Federal Court Refuses to Certify Medical Monitoring and Property Damage Classes
Recently another federal court refused to certify a medical monitoring class because it presented too many individual issues. In Gates v. Rohm and Haas Co., 2010 WL 774327 (E.D. Pa. Mar. 5, 2010), the residents of McCollum Lake Village in Illinois sued the defendant, alleging that its specialty chemicals manufacturing facility contaminated their Village with vinyl chloride, causing a significantly increased risk of developing brain cancer and a drop in property values. They asserted the following claims: medical monitoring, public and private nuisance, negligent and intentional trespass, strict liability, negligence, negligence per se, CERCLA, and conspiracy. They sought class certification under Rules 23(b)(2) and 23(b)(3). After a three-day hearing, the court denied certification, holding that individual issues predominated.
Although the court found that the numerosity, typicality, and commonality requirements of Rule 23(a) were met, it expressed concern about the adequacy of representation requirement because the class, as defined, ran the risk of precluding people who later developed physical injuries from bringing claims for such injuries under the general rule against claim-splitting. The court ultimately assumed, without deciding, that the adequacy of representation requirement was met.

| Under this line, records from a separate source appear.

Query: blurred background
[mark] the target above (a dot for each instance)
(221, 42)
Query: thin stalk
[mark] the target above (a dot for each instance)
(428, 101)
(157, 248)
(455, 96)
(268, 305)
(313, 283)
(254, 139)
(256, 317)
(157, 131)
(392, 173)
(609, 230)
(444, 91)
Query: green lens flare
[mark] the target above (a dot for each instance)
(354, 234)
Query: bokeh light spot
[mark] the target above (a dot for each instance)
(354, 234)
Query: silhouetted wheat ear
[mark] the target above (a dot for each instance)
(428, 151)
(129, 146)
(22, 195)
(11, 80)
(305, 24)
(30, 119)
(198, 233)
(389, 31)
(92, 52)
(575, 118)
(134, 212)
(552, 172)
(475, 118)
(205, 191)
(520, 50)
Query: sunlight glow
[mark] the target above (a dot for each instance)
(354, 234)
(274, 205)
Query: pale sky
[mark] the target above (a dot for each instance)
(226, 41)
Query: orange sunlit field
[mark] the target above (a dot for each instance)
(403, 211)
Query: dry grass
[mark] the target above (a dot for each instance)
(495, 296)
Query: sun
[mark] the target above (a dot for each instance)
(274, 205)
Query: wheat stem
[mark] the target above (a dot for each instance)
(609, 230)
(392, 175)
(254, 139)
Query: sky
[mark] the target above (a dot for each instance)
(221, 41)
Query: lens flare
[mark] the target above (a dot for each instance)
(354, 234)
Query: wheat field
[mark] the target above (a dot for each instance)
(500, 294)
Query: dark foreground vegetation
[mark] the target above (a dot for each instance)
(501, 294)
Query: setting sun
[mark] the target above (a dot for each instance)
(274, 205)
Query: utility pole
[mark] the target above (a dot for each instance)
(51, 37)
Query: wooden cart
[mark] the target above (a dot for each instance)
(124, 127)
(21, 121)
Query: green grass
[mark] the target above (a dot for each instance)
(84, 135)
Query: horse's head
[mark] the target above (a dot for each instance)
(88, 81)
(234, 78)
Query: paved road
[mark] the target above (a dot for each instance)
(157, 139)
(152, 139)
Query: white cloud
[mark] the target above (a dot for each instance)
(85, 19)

In analyzing the medical monitoring claim under Rule 23(b)(3), the court took issue with the failure of plaintiffs' experts to establish a minimum exposure level that applied to the entire class and represented a significant increase in the risk of developing disease. Plaintiffs experts had earlier admitted that such figures were necessary to establish the need for medical monitoring, but all that they ultimately could deliver were average exposure levels. They acknowledged that the putative class members' actual exposure levels varied significantly based on how long they spent outside, whether they also worked in the village, etc. Relying on Rowe v. E.I. DuPont de Nemours & Co., 2008 U.S. Dist. LEXIS 103528 (D.N.J. Dec. 23, 2008), the court rejected the use of exposure levels from risk assessments and concluded that individualized issues predominated and precluded certification of the medical monitoring class.
The court also held that the medical monitoring requested -- annual MRIs in asymptomatic individuals -- were problematic from a class certification perspective; the risks for various individuals (children, people with kidney disease, claustrophobic patients) made it unlikely that "'informed physicians, unaffected by litigation considerations, would recommend routine monitoring' with MRIs in asymptomatic patients such as the proposed class members." Gates, 2010 WL 774327 at *19 (citation omitted).

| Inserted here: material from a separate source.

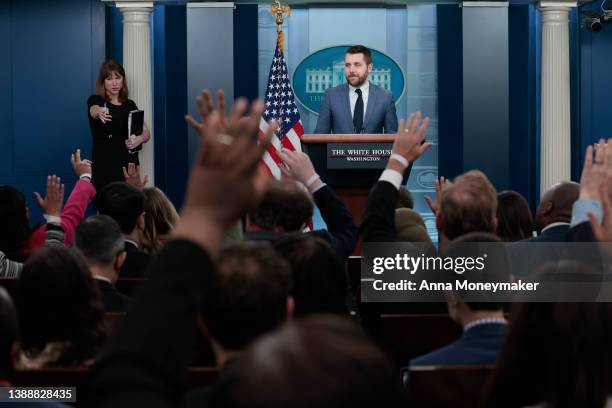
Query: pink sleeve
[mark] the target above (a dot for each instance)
(74, 209)
(72, 214)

The court also rejected class certification under Rule 23(b)(2), holding that for the same reasons the class failed the predominance requirements, it also failed the "cohesiveness" requirement inherent in Rule 23(b)(2).

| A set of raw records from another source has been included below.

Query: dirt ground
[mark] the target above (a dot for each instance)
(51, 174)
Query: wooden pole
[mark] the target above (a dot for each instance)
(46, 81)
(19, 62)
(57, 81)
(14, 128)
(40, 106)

Finally, the court also rejected the property damage class proposed for certification under Rule 23(b)(3). For that class, the court concluded that plaintiffs could not prove that each property was exposed to vinyl chloride, and certainly not in the same amounts. Moreover, the fact of damages and the extent of damages were considerations weighing against a finding of predominance and superiority.
Gates is an example of a court that took its responsibilities seriously, holding three days of class certification hearings and receiving copious amounts of expert testimony on the key issues. It did not lightly come to the conclusion that the prerequisites of Rule 23 were not met.